Flora and fauna in the Netherlands are changing continually. New species emerge and existing species disappear. Over 10 percent of many animal and plant groups were imported into the Netherlands. The amount of exotic species of plants and animals has more than doubled since 1900.
Species come and go
Exotic species are species introduced into the Netherlands from their natural habitat by human intervention which are able to reproduce in the wild. If these new species manage to survive here and complete their life cycle, they will become part of the Dutch fauna and flora.
Share of exotic species in Dutch fauna and flora
Deliberately or inadvertently
A number of exotic plants and animals were imported into Europe or the Netherlands, such as the Japanese oyster for oyster farming, the muskrat for its fur and the North American wild cherry for forest improvement. Other species ended up here inadvertently, like the brown rat and the American jackknife clam, a shellfish. These species were, for instance, brought to the Netherlands aboard ships. The Egyptian goose escaped from captivity and the Caspian mud shrimp could reach the Netherlands after opening of the Main-Donau canal.

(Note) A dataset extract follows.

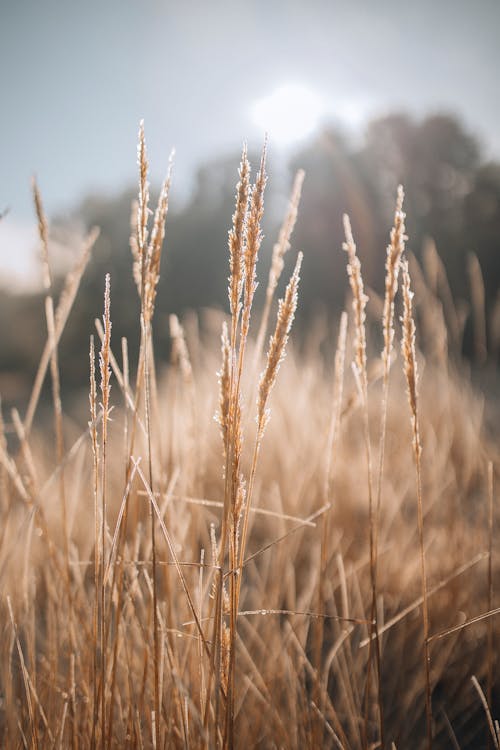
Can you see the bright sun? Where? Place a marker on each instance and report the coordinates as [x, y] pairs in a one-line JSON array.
[[289, 114]]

Vertebrates: amount of exotic species by period
Molluscs: amount of exotic species by period
1.3 billion euro worth of damage
Exotic species can cause massive financial damage. Annual damage is estimated at 1.3 billion euro. This damage includes costs of control of exotic infectious diseases. The muskrat’s tunnelling below water level undermines dike foundations and the water pennywort, a water plant, grows so fast over a short period of time that it can jeopardise water discharge. Exotic plants and animals can also cause damage to the environment. Various exotic species, like the Japanese oyster compete for food or space with native species, other species pass on diseases to indigenous plants and animals.